My actual goal is to get an audio stream from the user and send it inside my main program. I have set up an express server. It responds with a HTML page when you GET on '/'. The page is the following:
<!DOCTYPE html>
<html lang='fr'>
<head>
<script>
let state = false
function button() {
navigator.mediaDevices.getUserMedia({audio: true})
.then(function(mediaStream) {
// And here I got my stream. So now what do I do?
})
.catch(function(err) {
console.log(err)
});
}
</script>
<title>Audio recorder</title>
</head>
<body>
<button onclick='button()'>Lancer l'audio</button>
</body>
</html>
It records audio from the user when they click the button with mediaDevices.getUserMedia()
My configuration looks like this:
What I'm looking for is a way to launch the recording, then press the stop button and when the stop button is pressed, it automatically send the stream to the Node program. It's preferable if the output is a stream because it's the input type for IBM Watson (or else I will have to store the file, then read it and then delete it).

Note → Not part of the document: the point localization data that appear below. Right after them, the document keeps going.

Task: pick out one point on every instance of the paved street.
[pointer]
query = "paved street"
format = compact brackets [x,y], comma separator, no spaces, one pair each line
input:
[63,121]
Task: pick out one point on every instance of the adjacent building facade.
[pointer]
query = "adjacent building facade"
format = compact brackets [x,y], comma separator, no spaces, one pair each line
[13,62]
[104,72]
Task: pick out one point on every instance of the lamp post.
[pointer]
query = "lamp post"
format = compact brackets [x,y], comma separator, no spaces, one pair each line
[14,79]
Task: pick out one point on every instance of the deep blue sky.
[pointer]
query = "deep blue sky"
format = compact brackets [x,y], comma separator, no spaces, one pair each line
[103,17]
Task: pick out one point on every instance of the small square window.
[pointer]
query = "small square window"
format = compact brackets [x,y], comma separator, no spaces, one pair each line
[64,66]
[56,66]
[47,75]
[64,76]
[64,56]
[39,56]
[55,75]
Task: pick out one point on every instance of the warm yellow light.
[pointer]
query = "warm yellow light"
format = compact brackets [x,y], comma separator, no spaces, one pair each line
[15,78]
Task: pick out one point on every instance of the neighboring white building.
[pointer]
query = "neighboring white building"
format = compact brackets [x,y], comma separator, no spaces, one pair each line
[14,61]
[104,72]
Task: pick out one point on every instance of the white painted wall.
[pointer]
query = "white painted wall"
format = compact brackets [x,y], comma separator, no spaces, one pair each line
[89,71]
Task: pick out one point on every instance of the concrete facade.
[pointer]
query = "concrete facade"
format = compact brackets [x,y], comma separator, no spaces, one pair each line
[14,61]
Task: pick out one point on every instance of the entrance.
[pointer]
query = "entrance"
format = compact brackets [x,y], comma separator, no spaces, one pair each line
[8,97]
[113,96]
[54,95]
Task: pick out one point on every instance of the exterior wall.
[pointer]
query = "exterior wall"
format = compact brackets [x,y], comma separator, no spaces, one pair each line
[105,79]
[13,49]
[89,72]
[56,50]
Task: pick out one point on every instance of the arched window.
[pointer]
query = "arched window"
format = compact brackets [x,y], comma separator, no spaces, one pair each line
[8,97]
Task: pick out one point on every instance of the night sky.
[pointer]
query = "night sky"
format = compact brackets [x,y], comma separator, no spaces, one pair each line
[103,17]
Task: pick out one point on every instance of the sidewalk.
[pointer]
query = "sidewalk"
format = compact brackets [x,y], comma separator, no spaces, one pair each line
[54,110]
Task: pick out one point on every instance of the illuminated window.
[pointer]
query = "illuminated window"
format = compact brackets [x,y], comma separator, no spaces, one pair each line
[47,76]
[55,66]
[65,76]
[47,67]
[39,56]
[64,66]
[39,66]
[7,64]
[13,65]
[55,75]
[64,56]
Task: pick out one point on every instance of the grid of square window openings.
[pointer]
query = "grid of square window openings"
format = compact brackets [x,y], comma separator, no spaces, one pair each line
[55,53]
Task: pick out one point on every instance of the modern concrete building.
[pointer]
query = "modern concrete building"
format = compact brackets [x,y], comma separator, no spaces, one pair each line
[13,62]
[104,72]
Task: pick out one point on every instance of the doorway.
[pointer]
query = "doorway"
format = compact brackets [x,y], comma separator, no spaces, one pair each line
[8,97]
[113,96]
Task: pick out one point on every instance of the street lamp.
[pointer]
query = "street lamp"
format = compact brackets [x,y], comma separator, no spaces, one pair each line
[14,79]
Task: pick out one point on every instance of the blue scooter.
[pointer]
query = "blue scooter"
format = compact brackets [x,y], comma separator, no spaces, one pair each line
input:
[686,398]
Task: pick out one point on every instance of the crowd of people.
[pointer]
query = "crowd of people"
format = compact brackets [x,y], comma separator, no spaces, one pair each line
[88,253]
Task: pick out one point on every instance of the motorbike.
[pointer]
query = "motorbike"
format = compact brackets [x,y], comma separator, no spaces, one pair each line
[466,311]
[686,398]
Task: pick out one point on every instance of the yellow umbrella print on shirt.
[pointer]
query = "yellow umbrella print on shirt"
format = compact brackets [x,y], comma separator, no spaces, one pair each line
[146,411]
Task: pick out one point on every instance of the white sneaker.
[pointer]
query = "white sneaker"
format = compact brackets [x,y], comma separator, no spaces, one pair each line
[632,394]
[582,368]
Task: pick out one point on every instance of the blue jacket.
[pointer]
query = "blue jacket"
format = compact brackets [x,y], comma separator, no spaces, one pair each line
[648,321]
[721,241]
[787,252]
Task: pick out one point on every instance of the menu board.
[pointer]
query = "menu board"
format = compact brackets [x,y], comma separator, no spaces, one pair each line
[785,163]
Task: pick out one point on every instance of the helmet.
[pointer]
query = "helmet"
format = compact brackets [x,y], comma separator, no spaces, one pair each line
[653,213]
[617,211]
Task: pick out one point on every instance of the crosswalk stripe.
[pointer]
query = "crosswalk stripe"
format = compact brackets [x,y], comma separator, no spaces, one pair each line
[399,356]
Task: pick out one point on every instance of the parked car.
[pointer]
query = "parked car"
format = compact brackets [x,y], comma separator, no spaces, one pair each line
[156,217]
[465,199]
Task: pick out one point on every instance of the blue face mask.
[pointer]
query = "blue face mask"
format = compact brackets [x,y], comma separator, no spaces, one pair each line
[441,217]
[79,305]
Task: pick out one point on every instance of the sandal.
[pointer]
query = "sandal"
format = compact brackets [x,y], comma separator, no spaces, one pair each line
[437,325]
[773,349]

Thanks for your attention.
Fun fact: The imgur ID of my image starts with "NUL", which means "NOOB" in French lol
Most browsers, but not all (I'm looking at you, Mobile Safari), support the capture and streaming of audio (and video, which you don't care about) using the getUserMedia()
and MediaRecorder
APIs. With these APIs you can transmit your captured audio in small chunks via WebSockets, or socket.io, or a series of POST requests, to your nodejs server. Then the nodejs server can send them along to your recognition service. The challenge here: the audio is compressed and encapsulated in webm. If your service accepts audio in that format, this strategy will work for you.
Or you can try using node-ogg and node-vorbis to accept and decode. (I haven't done this.)
There may be other ways. Maybe somebody who knows one will answer.